All spring and summer long, our flock takes care of us. They give us tons of eggs on very little feed. If you let your chickens out to free range everyday, you get even more “bang for your buck.”
This all changes when cold weather sets in. Our chickens need us now, more than ever, to take care of their dietary needs.
While free-ranging during the warmer months, chickens easily fill their diet with everything they need. Chickens are omnivores, meaning they need to consume both vegetable matter and protein. Fresh grass and seeds are readily available in our yards during spring and summer. While, insects, like crickets, grubs,and grasshoppers, fill the protein void in their diet.
As we know, winter is a very lean time. There is little to no greenery for foraging. I live in Alabama, so the ground isn’t covered in a layer of snow, but none-the-less, the grass is brown and dead, making pickings lean. In climates up north, snow on the ground can make finding any goodies all but impossible for our poor flock.
Don’t despair! You can supplement your flock’s diet in lots of ways!
Greenery and Grains:
Plant Some Greens
- Leafy vegetables and grasses are very beneficial for a hen’s overall health. Plan ahead by dedicating a small plot of land to grow winter greens just for your chickens. Use organic, untreated seeds. Some great choices are romaine, clover, arugula, collard greens, turnip greens, dandelion, bitter cress, parsley, oregano, carrot tops, and kale. Cut the green tops off the plants, and serve to the chickens!
- Rye can be fed to chickens, and it grows well in winter. However, too much can give them sticky feces, so should be given in moderation.
- Spinach also should be fed in very small quantities as it contains oxalic acid. Oxalic acid, in high amounts, reduces the body’s ability to absorb calcium.
Soaked Alfalfa Cubes
- Available at most feed stores, dried alfalfa cubes are a great leafy addition. The cubes simply need to be soaked in water, and fed directly as a yummy mush. Alfalfa cubes are best, not the actual hay. The hay is too large and coarse for hens to consume.
- Soaked grains are a very popular and easy way to add probiotics to your flock’s diet.

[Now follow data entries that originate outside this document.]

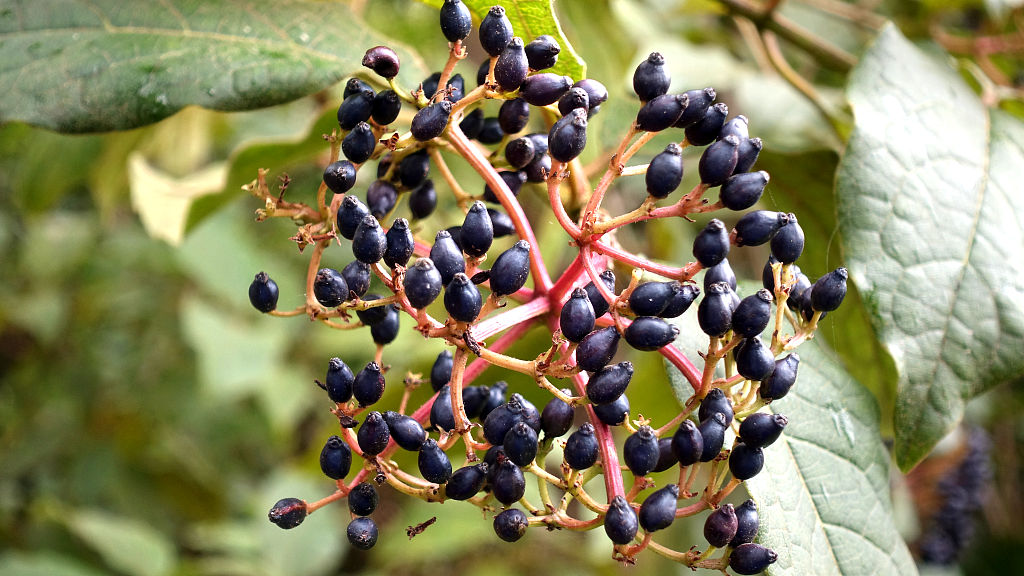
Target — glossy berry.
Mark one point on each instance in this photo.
(511, 525)
(755, 360)
(350, 214)
(288, 512)
(446, 256)
(544, 88)
(658, 510)
(431, 121)
(330, 288)
(581, 448)
(752, 559)
(640, 452)
(597, 348)
(336, 458)
(543, 52)
(787, 243)
(609, 382)
(687, 444)
(718, 161)
(373, 435)
(568, 136)
(660, 113)
(340, 176)
(477, 232)
(649, 333)
(758, 227)
(650, 79)
(457, 22)
(741, 191)
(721, 526)
(621, 522)
(361, 533)
(263, 293)
(828, 291)
(577, 318)
(665, 171)
(745, 461)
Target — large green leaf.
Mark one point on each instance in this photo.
(81, 67)
(531, 18)
(823, 494)
(934, 235)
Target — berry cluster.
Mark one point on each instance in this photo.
(720, 432)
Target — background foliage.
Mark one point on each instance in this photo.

Soaking the grains, leads to fermentation. Fermented grains are easier for chickens to digest. The lactic acid built up in the process, ensures no bad bacteria can live. It has been shown to reduce the number of acid sensitive gut bacteria, such as E.Coli. Research also has proven hens produce thicker eggshells when fed this.
- To Make:
- 5 Gallon Bucket with Lid
- Fill 1/3 full of grains (oats, barley, wheat, corn, etc)
- Fully cover grains with chlorinated water (setting water out for 24 hours without a lid can allow the chlorine to evaporate)
- Grains must remain all the way submerged
- Room temperature, stir daily
- After 3-4 days, if you see bubbles, it is ready to serve!
Serve small scoopfuls everyday and just add back to amount you take away to the original mix. Do not use if it smells alcoholic or rancid.
- Table scraps are an economical and easy way to give extra food to your flock. Try to save them a little bucket of leftovers everyday, and they will absolutely love you! Some great ones include cooked veggies, seeds, cooked popcorn, cooked meats, leftover berries, and bread products (in moderation).
Fresh or Canned Fish
- Yes! Chickens can eat fish! They actually can consume it raw or cooked! Canned tuna, mackerel, sardines, or any white meat fish is acceptable. Fish is very high in protein and omega-3 fatty acids. Give it about once a week, as a snack!
- Although pricey, chickens will go absolutely crazy over some delicious meal worms. Meal worms are high in healthy proteins and can be purchased freeze dried at most feed stores. Crickets purchased from a bait and tackle shop are also a great weekly winter treat, as well as enrichment!
Lastly, remember to give your flock grit.
In places of the country where it snows, the entire ground can be covered in snow, making it difficult for free-ranging birds to find the natural grit they need.
Grit should be supplied year round. If your flock has a large space outdoors to roam, they may can find enough small stones and grit on their own. Most feed stores will sell ground up oyster shells for chicken grit. Some feed stores are also offering “pigeon grit.” Pigeon grit can be given to chickens, but is called that because the pieces are small enough for farmers with small birds, like pigeons or pheasants. Pigeon grit is essentially tiny granules of granite, often dusted with a mix of vitamins and minerals.
Thanks for taking to time to read! Now you’ll be armed with all sorts of winter foraging tips and tricks!